百里煜跟他同歲,也十七了,時過境遷,百里煜不會再把花球扔在呂歸塵腦門上了。他出人意料地嫻雅文靜起來,整日都鑽研辭賦,文筆在南淮城裡堪稱第一,有人就說百里氏後人終於有人接文睿國主的筆了。百里煜長得風度翩翩,又彈得一手好琴。他很少出宮門,傾慕他的貴族少女卻多,常有女孩子成群結隊而來等他出宮,百里煜就在宮牆這邊聽琴,一一指點其中的不足。

「尺水之深,終不可越,那人就在你身邊,觸手可及,卻只能空悵惘,遙相望。」百里煜在那邊輕輕地嘆了口氣,「你們從小長在宮裡,終究不明白那種心緒。」

呂歸塵心裡微微動了一下。

「我們不懂,那煜少主就懂啦?我們沒出宮,煜少主也只是跟仕女們隔牆聽琴而已嘛。難道還真的對誰的琴聲動了心?」小蘇調笑。
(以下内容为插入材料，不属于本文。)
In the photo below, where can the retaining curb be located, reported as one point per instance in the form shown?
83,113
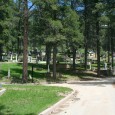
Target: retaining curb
52,108
2,91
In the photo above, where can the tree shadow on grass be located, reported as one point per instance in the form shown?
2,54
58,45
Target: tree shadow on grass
5,110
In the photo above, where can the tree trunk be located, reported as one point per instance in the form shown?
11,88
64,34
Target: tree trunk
98,48
0,52
48,54
86,32
74,57
112,47
54,61
25,43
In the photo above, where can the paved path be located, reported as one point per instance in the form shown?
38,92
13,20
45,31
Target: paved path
93,98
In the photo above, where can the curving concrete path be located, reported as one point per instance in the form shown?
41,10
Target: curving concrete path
93,98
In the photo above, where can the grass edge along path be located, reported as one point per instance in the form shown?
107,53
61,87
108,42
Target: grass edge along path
30,99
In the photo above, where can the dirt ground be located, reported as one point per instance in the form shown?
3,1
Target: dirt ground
92,98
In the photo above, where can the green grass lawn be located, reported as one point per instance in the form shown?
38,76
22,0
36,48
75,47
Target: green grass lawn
29,100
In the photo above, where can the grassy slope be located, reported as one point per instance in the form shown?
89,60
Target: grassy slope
29,100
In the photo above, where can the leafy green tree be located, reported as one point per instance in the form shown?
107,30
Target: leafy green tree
72,32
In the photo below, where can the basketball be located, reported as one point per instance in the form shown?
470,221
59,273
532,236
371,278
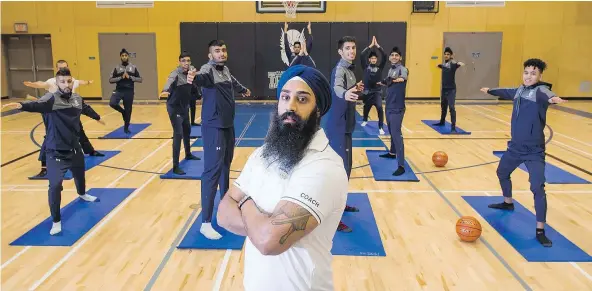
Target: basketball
440,158
468,228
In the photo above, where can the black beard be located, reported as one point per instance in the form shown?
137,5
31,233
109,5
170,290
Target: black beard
286,143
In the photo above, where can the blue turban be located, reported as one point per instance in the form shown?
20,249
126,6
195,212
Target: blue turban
315,80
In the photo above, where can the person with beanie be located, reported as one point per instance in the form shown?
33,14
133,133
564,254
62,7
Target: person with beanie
448,90
124,76
341,119
396,82
179,91
372,76
291,193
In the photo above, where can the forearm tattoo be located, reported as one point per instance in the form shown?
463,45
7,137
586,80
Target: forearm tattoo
297,218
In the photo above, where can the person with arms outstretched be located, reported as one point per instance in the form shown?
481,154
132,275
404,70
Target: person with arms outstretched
527,145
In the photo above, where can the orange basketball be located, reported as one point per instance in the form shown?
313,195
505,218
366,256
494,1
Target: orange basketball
440,158
468,228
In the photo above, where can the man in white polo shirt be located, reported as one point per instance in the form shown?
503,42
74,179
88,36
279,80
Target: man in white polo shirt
291,193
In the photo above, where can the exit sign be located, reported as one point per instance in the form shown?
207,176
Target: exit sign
21,27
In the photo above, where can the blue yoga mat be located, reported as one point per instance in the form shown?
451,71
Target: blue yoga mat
195,132
195,240
518,228
445,129
364,240
371,128
193,168
89,163
553,174
78,217
135,128
240,122
383,168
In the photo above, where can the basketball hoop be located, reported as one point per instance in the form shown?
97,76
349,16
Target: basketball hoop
290,8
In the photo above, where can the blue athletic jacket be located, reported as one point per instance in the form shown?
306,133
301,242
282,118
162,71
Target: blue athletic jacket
62,114
529,116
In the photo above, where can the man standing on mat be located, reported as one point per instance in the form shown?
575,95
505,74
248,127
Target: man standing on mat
124,75
291,193
179,90
531,101
341,118
448,98
372,76
396,82
51,86
62,109
217,115
195,96
300,55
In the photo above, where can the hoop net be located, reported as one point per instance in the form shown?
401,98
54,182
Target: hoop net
290,8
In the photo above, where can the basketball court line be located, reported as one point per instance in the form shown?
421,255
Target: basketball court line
554,141
171,250
485,242
573,264
110,185
220,275
220,271
106,219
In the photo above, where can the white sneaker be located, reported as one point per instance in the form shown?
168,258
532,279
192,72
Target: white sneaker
208,231
56,228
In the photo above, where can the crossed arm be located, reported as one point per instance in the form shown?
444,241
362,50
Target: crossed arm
271,233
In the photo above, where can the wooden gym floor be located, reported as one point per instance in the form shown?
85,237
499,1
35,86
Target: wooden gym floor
133,247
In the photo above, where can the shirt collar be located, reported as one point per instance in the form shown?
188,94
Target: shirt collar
319,141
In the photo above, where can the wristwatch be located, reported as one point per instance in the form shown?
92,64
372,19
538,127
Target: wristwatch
242,201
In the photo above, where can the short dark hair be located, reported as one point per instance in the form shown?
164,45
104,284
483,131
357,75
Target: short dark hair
345,39
537,63
216,42
64,72
184,54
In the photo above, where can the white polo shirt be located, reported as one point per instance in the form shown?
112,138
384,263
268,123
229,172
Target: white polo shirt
53,86
319,184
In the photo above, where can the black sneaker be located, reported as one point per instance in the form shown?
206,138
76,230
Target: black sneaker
41,174
502,206
351,209
400,171
96,154
388,156
178,171
343,228
542,238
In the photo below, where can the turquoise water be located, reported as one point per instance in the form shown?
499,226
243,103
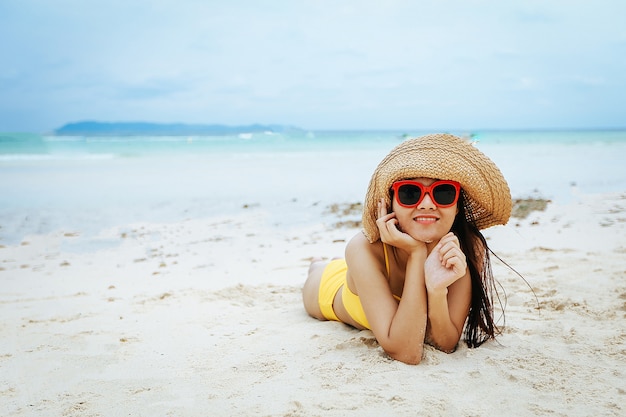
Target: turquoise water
49,183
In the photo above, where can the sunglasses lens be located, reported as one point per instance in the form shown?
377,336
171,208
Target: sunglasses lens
409,195
444,194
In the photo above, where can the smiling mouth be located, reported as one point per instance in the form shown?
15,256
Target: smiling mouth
425,219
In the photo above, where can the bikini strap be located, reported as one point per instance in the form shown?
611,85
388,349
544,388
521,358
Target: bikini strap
386,260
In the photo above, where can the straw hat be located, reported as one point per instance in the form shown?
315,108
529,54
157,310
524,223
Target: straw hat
446,157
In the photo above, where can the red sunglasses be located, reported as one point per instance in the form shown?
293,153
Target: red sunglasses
410,193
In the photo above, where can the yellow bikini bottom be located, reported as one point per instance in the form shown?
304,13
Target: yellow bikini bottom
333,278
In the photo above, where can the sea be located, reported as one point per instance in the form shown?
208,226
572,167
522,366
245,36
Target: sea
86,184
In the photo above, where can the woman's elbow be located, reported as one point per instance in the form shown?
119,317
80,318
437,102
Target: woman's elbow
409,356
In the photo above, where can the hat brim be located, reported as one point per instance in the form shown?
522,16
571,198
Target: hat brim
442,156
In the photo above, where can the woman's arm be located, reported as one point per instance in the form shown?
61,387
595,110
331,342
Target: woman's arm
399,327
449,292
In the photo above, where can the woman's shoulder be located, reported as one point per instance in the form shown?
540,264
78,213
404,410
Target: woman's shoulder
359,248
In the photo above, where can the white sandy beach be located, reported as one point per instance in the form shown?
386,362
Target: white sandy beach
203,317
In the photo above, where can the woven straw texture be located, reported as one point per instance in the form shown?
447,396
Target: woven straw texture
446,157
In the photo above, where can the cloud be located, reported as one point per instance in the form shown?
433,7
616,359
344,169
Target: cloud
317,63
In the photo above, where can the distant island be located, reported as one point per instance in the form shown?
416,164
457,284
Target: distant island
91,128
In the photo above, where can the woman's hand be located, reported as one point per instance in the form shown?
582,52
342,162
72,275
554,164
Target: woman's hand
445,264
390,234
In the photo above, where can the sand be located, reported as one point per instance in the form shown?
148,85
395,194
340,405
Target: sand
204,317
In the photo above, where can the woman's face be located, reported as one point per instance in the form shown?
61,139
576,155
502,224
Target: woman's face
425,222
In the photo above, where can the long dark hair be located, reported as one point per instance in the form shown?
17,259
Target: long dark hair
480,325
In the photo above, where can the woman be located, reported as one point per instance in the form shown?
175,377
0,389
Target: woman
420,271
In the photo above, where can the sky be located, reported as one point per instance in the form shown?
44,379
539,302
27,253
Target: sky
354,64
「也未必就要出宮。動過一次心,自然也就明白其中意趣了,我這麼說還是膚淺了,深的東西終究是說不出來,只有一張琴,奏到迷惘的時候,才能得其真味。」百里煜性子好,對這些女孩子更是溫柔,也不惱火。

「少主也動過心?」柳瑜兒說。

「哪能沒有呢?」小蘇咯咯地笑著,「我說啊,是那年新春來暫住的茗公主。」

「才不是,一定是小舟公主了。你別看我們少主沒見過人家幾面,可是見一次,梳頭還梳了半天呢。」

「胡說的丫頭,都給我攆出去討飯!」百里煜笑笑,卻沒來由地輕輕嘆了口氣。

呂歸塵頭頂上那株梧桐隨風一振,葉子上蓄的雨水落了下來,淋在他的身上。他沒有動,呆呆地看著空中月輪,有一些東西從心裡泛了起來,綿綿的像是柳絮,可是層層疊疊地壓在一起卻是沉重的,把他的心都塞住了。
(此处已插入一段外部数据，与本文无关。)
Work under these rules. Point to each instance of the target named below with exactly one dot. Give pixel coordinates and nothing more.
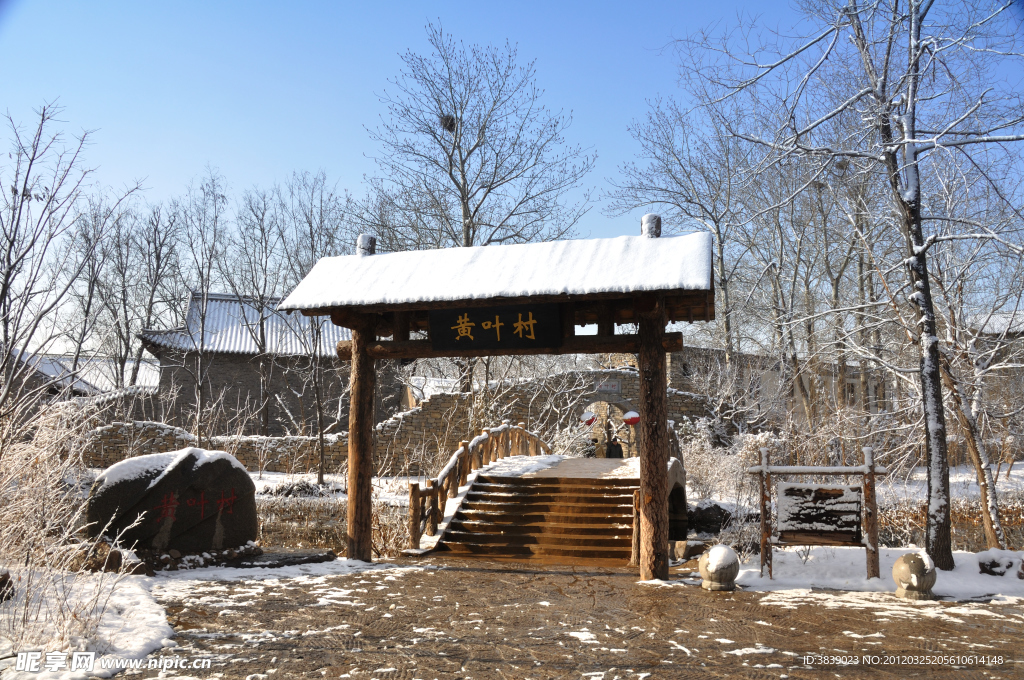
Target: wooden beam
(360, 441)
(605, 320)
(580, 344)
(653, 439)
(674, 297)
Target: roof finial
(366, 244)
(650, 225)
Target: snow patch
(159, 465)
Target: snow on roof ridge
(623, 264)
(227, 329)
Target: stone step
(548, 508)
(556, 481)
(541, 540)
(570, 499)
(540, 550)
(518, 517)
(482, 526)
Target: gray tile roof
(232, 326)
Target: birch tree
(469, 154)
(919, 83)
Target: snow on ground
(131, 625)
(176, 585)
(844, 568)
(963, 482)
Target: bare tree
(204, 228)
(254, 268)
(312, 227)
(469, 154)
(43, 197)
(695, 172)
(916, 85)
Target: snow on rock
(721, 556)
(157, 465)
(624, 264)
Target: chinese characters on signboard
(497, 328)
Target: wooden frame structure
(426, 507)
(631, 300)
(866, 530)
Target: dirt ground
(446, 618)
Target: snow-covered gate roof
(556, 270)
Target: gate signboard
(516, 327)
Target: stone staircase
(554, 519)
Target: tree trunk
(360, 447)
(653, 437)
(979, 458)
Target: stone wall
(109, 444)
(419, 440)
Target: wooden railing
(822, 528)
(426, 506)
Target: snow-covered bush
(42, 489)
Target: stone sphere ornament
(719, 568)
(914, 577)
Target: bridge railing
(426, 508)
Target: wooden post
(414, 515)
(870, 515)
(653, 437)
(360, 444)
(763, 487)
(463, 466)
(432, 509)
(485, 449)
(635, 554)
(476, 460)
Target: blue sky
(260, 89)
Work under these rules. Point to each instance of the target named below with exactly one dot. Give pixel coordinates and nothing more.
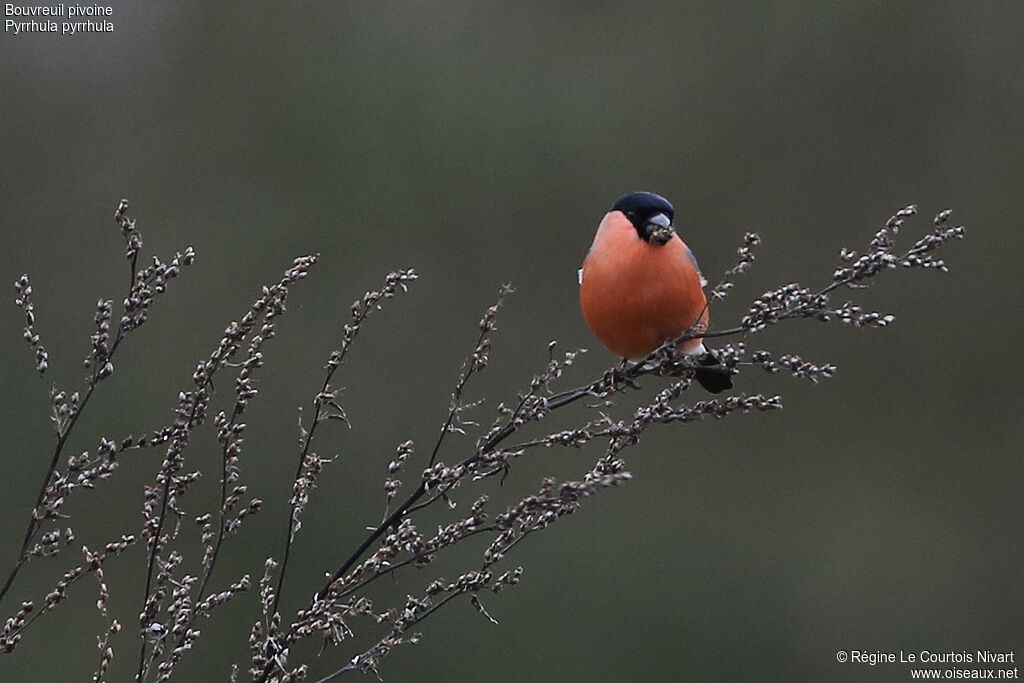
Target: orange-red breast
(640, 285)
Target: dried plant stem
(326, 406)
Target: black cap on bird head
(650, 214)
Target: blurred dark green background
(480, 143)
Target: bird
(640, 287)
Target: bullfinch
(640, 286)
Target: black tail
(712, 376)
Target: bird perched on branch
(640, 287)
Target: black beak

「姬野,你該請我的客了。」息轅鬆鬆地拉著韁繩,和姬野兩個策馬漫步在街上。入夜了,他們一天的武訓剛結束,從大柳營回城。

「可別把我當有錢的闊佬,又怎麼了?」姬野摘下頭盔,打散滿是汗的頭髮,狠狠地一甩頭。

「我今天湊巧看見叔叔的文書,下個月禁軍晉級十三人,你的軍銜提升為牙將,不用再當青纓衛了。難道不該請我喝酒麼?」息轅笑,「叔叔說國主也是覺得殤陽關一戰中陣亡的將士太多,如果不安撫,恐怕冷了人心。」